I have a file lying in Azure Data lake gen 2 filesystem. I want to read the contents of the file and make some low level changes i.e. remove few characters from a few fields in the records. To be more explicit - there are some fields that also have the last character as backslash ('\'). And since the value is enclosed in the text qualifier (""), the field value escapes the '"' character and goes on to include the value next field too as the value of current field.
for e.g. the text file contains the following 2 records (ignore the header)

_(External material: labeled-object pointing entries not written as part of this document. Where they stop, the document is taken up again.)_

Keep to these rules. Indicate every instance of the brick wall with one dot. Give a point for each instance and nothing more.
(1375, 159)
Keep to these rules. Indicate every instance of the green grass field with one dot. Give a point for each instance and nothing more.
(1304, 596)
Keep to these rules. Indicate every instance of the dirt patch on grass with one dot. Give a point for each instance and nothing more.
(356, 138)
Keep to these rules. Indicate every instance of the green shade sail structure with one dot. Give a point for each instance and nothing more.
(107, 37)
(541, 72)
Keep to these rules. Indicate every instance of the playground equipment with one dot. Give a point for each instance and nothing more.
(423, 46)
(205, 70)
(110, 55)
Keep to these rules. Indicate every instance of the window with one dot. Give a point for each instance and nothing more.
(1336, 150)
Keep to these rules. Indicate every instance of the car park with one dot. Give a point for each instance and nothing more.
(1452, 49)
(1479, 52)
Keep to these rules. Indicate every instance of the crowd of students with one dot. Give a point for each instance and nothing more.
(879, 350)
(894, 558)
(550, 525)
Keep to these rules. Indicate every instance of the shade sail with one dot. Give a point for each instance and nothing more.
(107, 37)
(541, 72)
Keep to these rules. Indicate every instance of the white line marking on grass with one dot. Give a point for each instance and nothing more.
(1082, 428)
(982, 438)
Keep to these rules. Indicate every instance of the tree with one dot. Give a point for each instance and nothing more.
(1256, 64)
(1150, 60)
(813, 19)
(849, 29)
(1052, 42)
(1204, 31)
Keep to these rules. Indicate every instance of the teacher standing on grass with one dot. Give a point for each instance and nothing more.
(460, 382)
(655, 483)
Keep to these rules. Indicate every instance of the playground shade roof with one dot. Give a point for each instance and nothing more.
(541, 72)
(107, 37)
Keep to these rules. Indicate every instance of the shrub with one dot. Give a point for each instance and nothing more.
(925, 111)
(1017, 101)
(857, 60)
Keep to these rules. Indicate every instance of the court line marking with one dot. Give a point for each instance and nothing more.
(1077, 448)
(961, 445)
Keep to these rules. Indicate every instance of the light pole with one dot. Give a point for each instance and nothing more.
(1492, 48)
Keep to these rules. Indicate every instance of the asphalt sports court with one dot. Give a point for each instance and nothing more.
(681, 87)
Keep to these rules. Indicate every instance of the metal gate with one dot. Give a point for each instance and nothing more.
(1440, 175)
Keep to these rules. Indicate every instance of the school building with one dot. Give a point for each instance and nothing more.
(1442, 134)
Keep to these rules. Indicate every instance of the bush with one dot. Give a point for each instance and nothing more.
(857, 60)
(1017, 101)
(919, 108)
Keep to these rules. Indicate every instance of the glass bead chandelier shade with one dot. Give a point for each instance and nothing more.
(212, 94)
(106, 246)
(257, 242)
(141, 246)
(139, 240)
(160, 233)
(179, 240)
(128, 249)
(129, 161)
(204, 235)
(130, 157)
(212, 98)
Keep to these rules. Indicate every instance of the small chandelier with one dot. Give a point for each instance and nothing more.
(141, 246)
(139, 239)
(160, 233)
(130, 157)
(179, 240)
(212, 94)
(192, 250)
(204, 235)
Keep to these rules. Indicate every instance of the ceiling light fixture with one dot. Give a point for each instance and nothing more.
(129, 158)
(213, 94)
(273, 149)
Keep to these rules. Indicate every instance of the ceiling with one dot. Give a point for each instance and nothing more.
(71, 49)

-------------------------------------------------------------------
Name | Address | Description | Remark
-------------------------------------------------------------------
"ABC" | "UK" | "descrption 1" | "remark1"
"DEF" | "USA" | "description2\" | "remark2"
When I read the above in pyspark data frame, it is read something like the following:
-------------------------------------------------------------------
Name | Address | Description | Remark
-------------------------------------------------------------------
"ABC" | "UK" | "descrption 1" | "remark1"
"DEF" | "USA" | "description2|remark2" | null
So, my objective is to read the above files using the usual file handling in python such as the follwoing and get rid of '\' character for those records that have that character and write the rows back into a new file.
f = open("test.txt",'r',encoding = 'utf-8')
//read the lines
//remove the '\' character
//write the line back
But since the file is lying in the ADLS gen 2 file system (HDFS like file system), the usual python file handling wont work here. What is the way out for file handling of ADLS gen 2 file system?
Or is there a way to solve this problem using spark data frame APIs?